• Environmental planning encompasses systematic and creative methods used to influence and respond to dynamic changes occurring in neighborhoods, cities, and entire regions throughout the world. Planners assist communities in formulating policies and plans to meet their social, economic, environmental, cultural, and physical needs.
  • In the American Southwest, human strategies for adapting to arid conditions have been evolving for thousands of years. They represent many different cultural perspectives, complex social histories, and rich practical learning that are vital for current and future survival. The Bachelor of Arts in Environmental Planning & Design offers students the opportunity to engage in socially and environmentally relevant skill building and to address the issues of an evolving social and cultural landscape.

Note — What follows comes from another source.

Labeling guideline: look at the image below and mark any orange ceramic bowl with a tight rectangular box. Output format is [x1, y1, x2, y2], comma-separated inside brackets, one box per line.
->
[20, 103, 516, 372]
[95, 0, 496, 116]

  • Opportunities for Environmental Planners exist in a variety of governmental, non-profit, and private for-profit settings. Graduates have been hired in tribal, local, state, regional, and national planning and design offices. At the national level, graduates work for the National Park Service, the U.S. Forest Service, the National Resources Conservation Service, the Peace Corps, Los Alamos National Laboratories, the U.S. Department of Transportation, environmental advocacy organizations, and university facility planning departments. Our B.A.E.P.D. graduates may use this degree to advance to a graduate program or to work for state agencies, community-based organizations, community development foundations, or private planning firms concentrating in environmental analysis, geographic information systems, and community health planning.
  • Students in the B.A.E.P.D. Program take a total of 128 credits. The course of study consists of 37 credits from the University of New Mexico core courses as a prerequisite to the program, 36 credits of B.A.E.P.D. core courses, 39 credits of Community & Regional Planning Concentration courses, and 16 credits of electives.